Сейчас властительнице лагерной кухни тоже казалось, что лишь ценой неутомимой деятельности, строгости с одними и кокетливого выпячивания бюста перед другими можно сохранить уже не какой-то «образ жизни», а саму жизнь вообще. И Юлишка пружинистой походкой прохаживалась по кухне, похлопывала палкой по руке, покрикивала на девушек. С Лейтхольдом она держалась нежно, почтительно, щурила глаза, щебетала «битташон» и умела вовремя пришить кюхеншефу оторвавшуюся пуговицу. Всем остальным мужчинам («мусульмане», разумеется, не в счет) она бросала равно многообещающие и безличные взгляды и в общем была живым олицетворением того, что называется «чардашевый темперамент».
Парочка венцев, которые хаживали к писарю за подачкой, перестали исполнять песенку «Мамочка, купи мне лошадку» и сегодня впервые выступили в немецком бараке с программой под названием «Наш новый номер». Один из них повязал на голову женский платочек, подложил под курткой карикатурный бюст, навел углем глаза и, помахивая палочкой, напевал шлагр[29]29
Испорченное немецкое «Schlager» – модная песенка легкого жанра. Прим. перев.

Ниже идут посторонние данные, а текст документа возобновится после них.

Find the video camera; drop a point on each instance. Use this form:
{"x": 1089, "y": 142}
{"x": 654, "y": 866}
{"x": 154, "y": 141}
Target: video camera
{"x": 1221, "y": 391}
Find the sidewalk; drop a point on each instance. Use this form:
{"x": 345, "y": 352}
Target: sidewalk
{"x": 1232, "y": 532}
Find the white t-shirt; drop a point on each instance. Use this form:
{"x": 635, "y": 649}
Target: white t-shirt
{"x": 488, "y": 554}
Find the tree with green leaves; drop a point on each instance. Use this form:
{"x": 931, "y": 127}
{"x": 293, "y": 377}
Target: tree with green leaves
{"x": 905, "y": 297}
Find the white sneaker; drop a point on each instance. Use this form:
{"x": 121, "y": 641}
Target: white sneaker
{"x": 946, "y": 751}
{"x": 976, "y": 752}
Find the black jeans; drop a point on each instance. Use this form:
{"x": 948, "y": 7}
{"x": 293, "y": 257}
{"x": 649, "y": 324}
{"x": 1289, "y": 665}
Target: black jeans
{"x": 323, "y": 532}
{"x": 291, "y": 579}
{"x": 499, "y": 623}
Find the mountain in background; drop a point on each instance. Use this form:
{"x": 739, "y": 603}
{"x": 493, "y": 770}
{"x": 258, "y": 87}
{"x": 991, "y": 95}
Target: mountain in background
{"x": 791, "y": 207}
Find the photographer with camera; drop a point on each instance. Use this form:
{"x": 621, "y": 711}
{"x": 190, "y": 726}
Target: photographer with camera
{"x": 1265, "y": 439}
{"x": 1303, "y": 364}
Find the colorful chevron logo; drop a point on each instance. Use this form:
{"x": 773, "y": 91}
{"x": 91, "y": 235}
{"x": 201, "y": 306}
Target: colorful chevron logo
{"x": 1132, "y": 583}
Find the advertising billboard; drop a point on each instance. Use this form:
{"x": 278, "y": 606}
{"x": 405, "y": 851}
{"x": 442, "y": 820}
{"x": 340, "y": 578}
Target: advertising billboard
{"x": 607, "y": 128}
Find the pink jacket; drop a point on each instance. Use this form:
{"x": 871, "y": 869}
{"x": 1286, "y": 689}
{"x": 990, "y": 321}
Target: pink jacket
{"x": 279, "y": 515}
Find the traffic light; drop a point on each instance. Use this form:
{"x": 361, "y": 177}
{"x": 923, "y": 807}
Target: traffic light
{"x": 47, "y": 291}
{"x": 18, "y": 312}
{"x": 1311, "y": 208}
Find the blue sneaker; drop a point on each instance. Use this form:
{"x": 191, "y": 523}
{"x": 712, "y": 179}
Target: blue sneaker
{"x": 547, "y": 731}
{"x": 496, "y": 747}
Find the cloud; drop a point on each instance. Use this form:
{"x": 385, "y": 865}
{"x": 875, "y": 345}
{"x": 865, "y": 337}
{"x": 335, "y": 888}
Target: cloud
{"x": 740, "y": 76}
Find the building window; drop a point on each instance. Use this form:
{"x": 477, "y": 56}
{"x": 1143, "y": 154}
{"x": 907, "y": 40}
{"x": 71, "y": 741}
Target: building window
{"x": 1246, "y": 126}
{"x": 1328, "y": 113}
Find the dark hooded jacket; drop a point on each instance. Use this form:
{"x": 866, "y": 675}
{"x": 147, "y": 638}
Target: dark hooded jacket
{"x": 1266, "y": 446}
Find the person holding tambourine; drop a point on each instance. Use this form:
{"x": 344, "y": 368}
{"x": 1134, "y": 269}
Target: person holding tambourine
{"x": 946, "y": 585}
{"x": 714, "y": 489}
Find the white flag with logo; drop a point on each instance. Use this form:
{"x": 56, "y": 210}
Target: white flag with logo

[Закрыть] из кинофильма Марики Рокк:
Ах, в моем горячем сердце,
Как огонь, пылает кровь,
Видно, в сердце много перца,
Горяча моя любовь!
Второй комик изображал самого себя – жалкого, ушастого «мусульманина» в мефистофельской шапочке. Он подхватывал плаксивым тоном:
Ах, в моем убогом сердце
Кровь нечистая течет,
Неарийцу здесь несладко,
А арийцу здесь почет!
Капо и другие немецкие проминенты валились с ног от смеха и заставляли остряков несколько раз повторять куплет о «номере с перцем в неарийской крови».
4.
Кто-то из заключенных нашел на стройке карманное зеркальце, и инженер Мирек купил его за краюху хлеба.
– Ты просто спятил, – бранил его Рудла, узнав об этом. – Старый урод, женатый человек, отец семейства, и вздумал отдавать калории за такую безделку!
Зеркальце было круглое, в розовой целлулоидной оправе, с рекламной надписью на оборотной стороне: «Мое любимое местечко – «Адебар» в Мюнхене, Принцрегентштрассе, № 8!» Внизу было крохотное изображение аиста.
Вечером Мирек сидел на нарах под электрической лампочкой, ни с кем не разговаривал и, тщательно протерев зеркальце рукавом, долго гляделся в него.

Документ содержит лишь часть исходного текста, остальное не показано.